If only he had allowed Adam to help him, like Adam’s grandma had, Adam might have known enough to save things once his dad was gone. Grandma had been content to let ten-year-old Adam trail around behind her as she did the leaf thinning, making way for the sunshine to hit the clumps of fruit, but he’d been too young to really absorb anything. His dad, by contrast, had been focused on Betsy taking over as winemaker. Adam was never sure if it was because she was the oldest or because she was the
not-gay one. The one without the limp. Either way, he certainly had picked wrong. Betsy had never been interested in the actual work that went on at Kellynch, merely in the spoils of that work.
By contrast, whenever Adam volunteered his services, he’d been rebuffed. The winter pruning was too delicate a job, his dad would insist. He didn’t know how he knew what temperature to ferment the Riesling at, he just knew. It wasn’t teachable. You had to have a knack.
Eventually, Adam had gotten the message and stopped offering.
He allowed himself a few more swigs of wine before replacing the cork. He wanted to keep drinking, to just leave his head tilted back and chug, but there was work to be done. He gathered old newspapers and magazines and made a pile for recycling. Then he turned his attention to the books. A fair number of them, like the Austen he’d jokingly tried to read earlier, were his. He’d never bothered moving them to the RV, figuring there was plenty of room in the house, but now he would. The winemaking tomes that had been his grandmother’s, and then his father’s, he was less sure about. It felt like a sin to throw them away. The industry in the region was young, at least on a global scale. His grandmother had been the first winemaker at Kellynch, and he remembered her bringing these books back from trips to France, pouring over them in this very room.

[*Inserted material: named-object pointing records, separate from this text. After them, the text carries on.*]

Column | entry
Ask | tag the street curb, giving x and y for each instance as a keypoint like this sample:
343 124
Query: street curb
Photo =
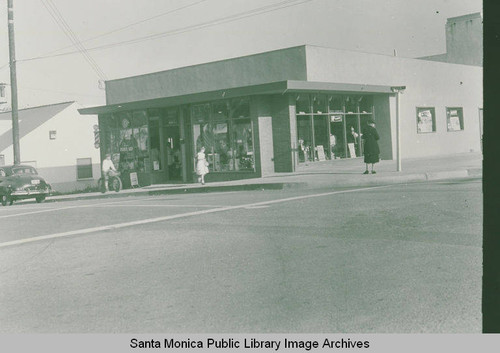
180 190
371 180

Yet what good would it do to hold on to them? As of tomorrow, Kellynch Estates Winery would no longer belong to the Elliots. It remained to be seen whether the new owners would even bother trying to restore it to viability as a vineyard.
He sighed and flipped open the front cover of the book he’d been torturing his sister with. Rusty had given it to him eight years ago, just after he’d talked Adam into making the biggest mistake of his life.
He had inscribed the inside.
Austen had it wrong. There’s no such thing as too much pride—or too much prejudice. xoxo, Lady RM.